A statement from the ratings agency said, “The affirmation reflects the company’s strong and diverse reinsurance business profile, strong long-term financial performance, very strong capitalization with reasonable financial leverage and strong reserve position. These favorable factors are partially offset by PRE’s lack of diversity outside of reinsurance.

“Fitch considers PRE to have a strong reinsurance business profile, with net premiums written [NPW] of $5.1 billion in 2017 and total shareholders’ equity of $6.6 billion as of Sept. 30, 2018. While PRE is larger than many of its more specialized reinsurance peers, its overall market position trails several of its larger, higher-rated, more diversified [re]insurance peers. Fitch views PRE’s diverse reinsurance product lines as one of its key credit strengths, writing a diverse mix of property, casualty, specialty and life and health reinsurance products that reduce its exposure to any single market segment.

“PRE historically produces above-average underwriting results for its peer group, with overall average volatility. PRE posted a nine-month 2018 GAAP combined ratio of 99.4%, which included 3.8 points of catastrophe losses from Typhoons Jebi and Trami and Hurricane Florence. This compares with 99.3% for full-year 2017, which included 15.4 points of natural catastrophe losses from Hurricanes Harvey, Irma and Maria, and wildfires in California. This compared favorably with most peer companies that posted reinsurance segment underwriting losses in 2017.

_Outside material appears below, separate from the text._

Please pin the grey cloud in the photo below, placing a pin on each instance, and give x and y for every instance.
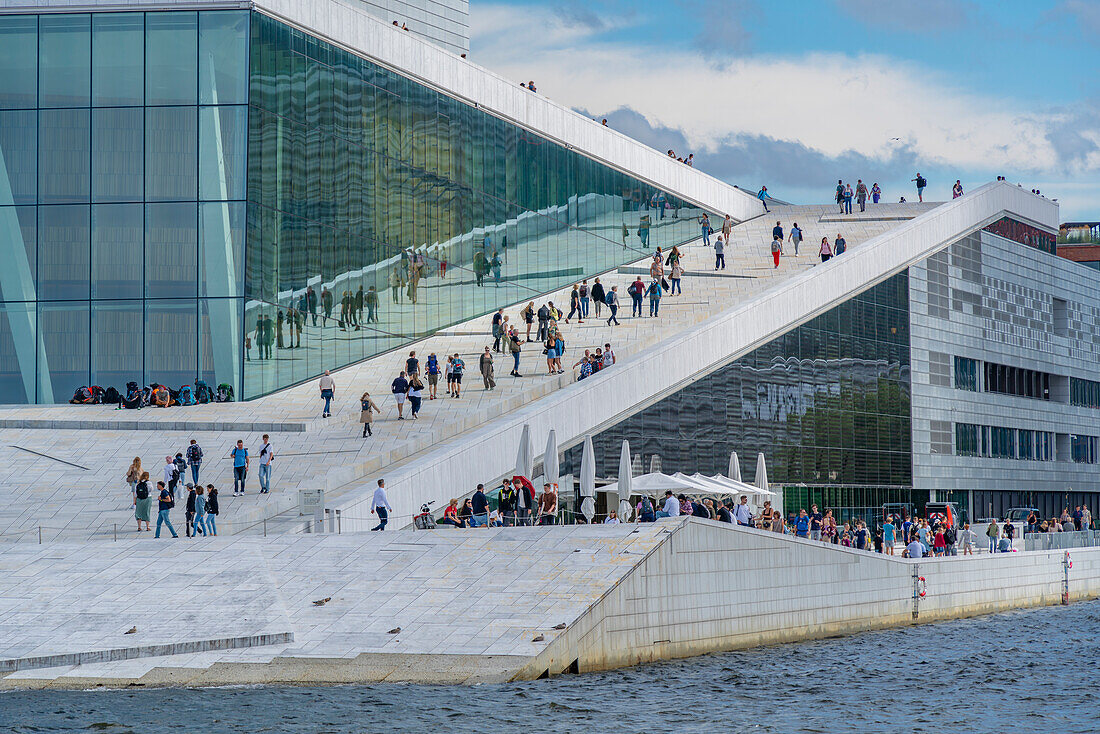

“Through the first nine months of 2018, the company posted a net loss of $101 million, as operating profitability was more than offset by net unrealized investment losses on fixed income securities of $358 million from an increase in interest rates and credit spreads. This compares to $218 million of net income in 2017, as $1 million of after-tax operating losses driven by $569 million of pre-tax net catastrophe losses was offset by pre-tax net realized and unrealized investment gains of $232 million.

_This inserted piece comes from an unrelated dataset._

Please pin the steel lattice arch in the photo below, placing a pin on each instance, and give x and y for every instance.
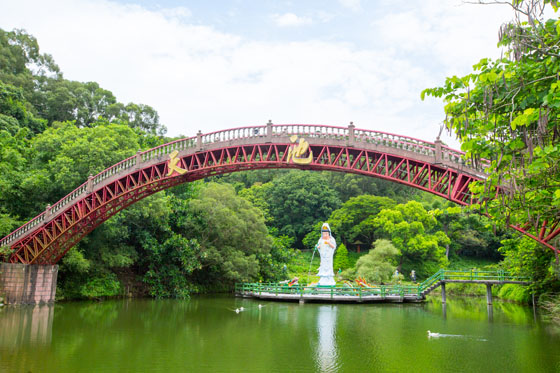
(429, 166)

“Fitch views PRE’s capitalization as very strong with and an ‘Extremely Strong’ score on Fitch’s Prism factor-based capital model. PRE’s financial leverage ratio [FLR] is moderate at 20.8% as of Sept. 30, 2018, down slightly from 20.9% at year-end 2017. Total shareholders’ equity declined 3% during the first nine months of 2018 driven by unrealized investment losses on fixed maturities from an increase in interest rates.

“PRE’s loss reserves have exhibited consist favorable development, significantly contributing to PRE’s earnings. Prior year reserve releases totaled $102 million through nine-months 2018, or 3.2% of net premiums earned, 1.1% of beginning of year [BOY] reserves and 1.5% of shareholders’ equity. This level is reduced from the recent five-year period [2013-2017] when the company produced prior-year reserve releases totaling $3.5 billion, or 16.5% of net premiums earned, averaging 6.9% and 9.7% of BOY reserves and shareholders’ equity, respectively. Fitch expects PRE’s reserve adequacy to be strong, with continued favorable development, although at levels reduced from those historically.

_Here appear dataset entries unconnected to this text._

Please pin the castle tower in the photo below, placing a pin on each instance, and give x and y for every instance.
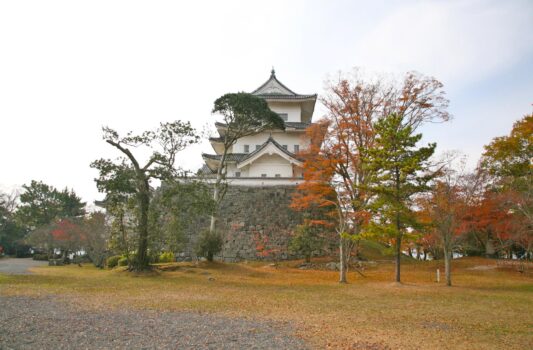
(269, 158)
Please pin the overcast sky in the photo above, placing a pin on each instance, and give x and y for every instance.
(69, 67)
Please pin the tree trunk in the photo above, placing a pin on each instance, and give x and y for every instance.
(141, 260)
(343, 262)
(216, 190)
(398, 256)
(448, 266)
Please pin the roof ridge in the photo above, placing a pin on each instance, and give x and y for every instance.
(273, 77)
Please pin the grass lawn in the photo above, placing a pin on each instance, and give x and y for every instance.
(487, 308)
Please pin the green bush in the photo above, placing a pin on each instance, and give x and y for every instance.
(166, 257)
(123, 261)
(40, 257)
(209, 244)
(112, 261)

“Fitch does not rate PRE’s parent company, EXOR N.V. but views EXOR’s credit quality as neutral to PRE’s ratings. Fitch expects EXOR to maintain a conservative dividend policy from PRE, preferring to accumulate capital for business opportunities. EXOR made a commitment to limit common share dividends from PRE to 67% of quarterly net income until year-end 2020. PRE continues to manage its operations generally independent of EXOR, although EXOR is expected to offer reasonable support to PRE as needed.

“Key rating sensitivities that could result in an upgrade include improvement to a very strong business profile as a result of an enhanced relative competitive market position; demonstrating favorable run-rate earnings and low volatility, with a combined ratio in the low 90s; growth in risk-adjusted capital while maintaining a NPW-to-equity ratio of 0.8x or lower; a FLR at or below 20%; and fixed-charge coverage of at least 8x.

“Key rating sensitivities that could result in a downgrade include sustained reported combined ratios above 100%, operating ratios above 90% or net income return on equity below 7%; fixed-charge coverage below 6x; consistent adverse loss reserve development; a NPW-to-equity ratio increase to more than 1.0x; a FLR above 25%; or deterioration in EXOR’s credit profile.”